In a viewpoint entitled "The Pontiff Has a Point" in this week's TIME, the headline on the piece by TIME's Rome correspondent Jeff Israely announces that Pope Benedict's "take on Islam," as propounded in his controversial speech last week in Regensburg, Germany, raises "tough truths." In the part of the speech that has become famous, the Pope was actually putting forth only one central "truth"— certainly a provocative one—that Christianity is beholden to reason while Islam is not. My own viewpoint is that this supposed "truth" rings false in a number of ways.

But wait! Didn't the Pope apologize Sunday for the speech?
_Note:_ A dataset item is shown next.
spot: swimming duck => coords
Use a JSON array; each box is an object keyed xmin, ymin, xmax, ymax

Well, he did and he didn't. He issued a statement saying that he is "deeply sorry for the reactions" of some Muslims. More specifically, he distanced himself from a 15th-century Byzantine emperor he quoted. Emperor Manuel II Paleologos's line that "Show me just what Mohammed brought that was new, and there you will find things only evil and inhuman, such as his command to spread by the sword the faith he preached," the Pope explained, does not "in any way express my personal thought." And he refers offended Muslims to a previous apology by the Vatican Secretary of State, who said that Benedict had meant only "to undertake... certain reflections on the theme of the relationships between religion and violence in general."

Maybe so. But to my eye, it seems that the part of Benedict's speech that deals with religious violence extends beyond Manuel's statement and is precisely a slap at Islam. The truly problematic text, in fact, is a mixture of quotes from the Byzantine emperor, his German translator Theodore Khoury, a medieval Muslim scholar named Ibn Hazm, and the Pope's own musings. In combination, they seem to suggest that Islam's idea of God is so oblivious to the virtue of reason that it tolerates unthinking violence in Allah's name.
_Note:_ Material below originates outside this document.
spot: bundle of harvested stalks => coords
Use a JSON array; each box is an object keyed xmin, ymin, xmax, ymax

It goes like this. Benedict quotes Khoury as saying that Islam understands God as "absolutely transcendent," so much so that the deity's "will is not bound up with any of our categories, even rationality." The Pope then quotes Khoury quoting "a noted French Islamist" paraphrasing Ibn Hazm, who lived in Cordoba during the 11th century, saying that "God is not bound even by his own word, and that nothing would oblige him to reveal the truth to us." Got that? It's a lot of attribution, but I think that my colleague is correct when he concludes that "the risk [Benedict] sees implicit in this concept of the divine is that the irrationality of violence might thereby appear to be justified to somebody who believes it is God's will."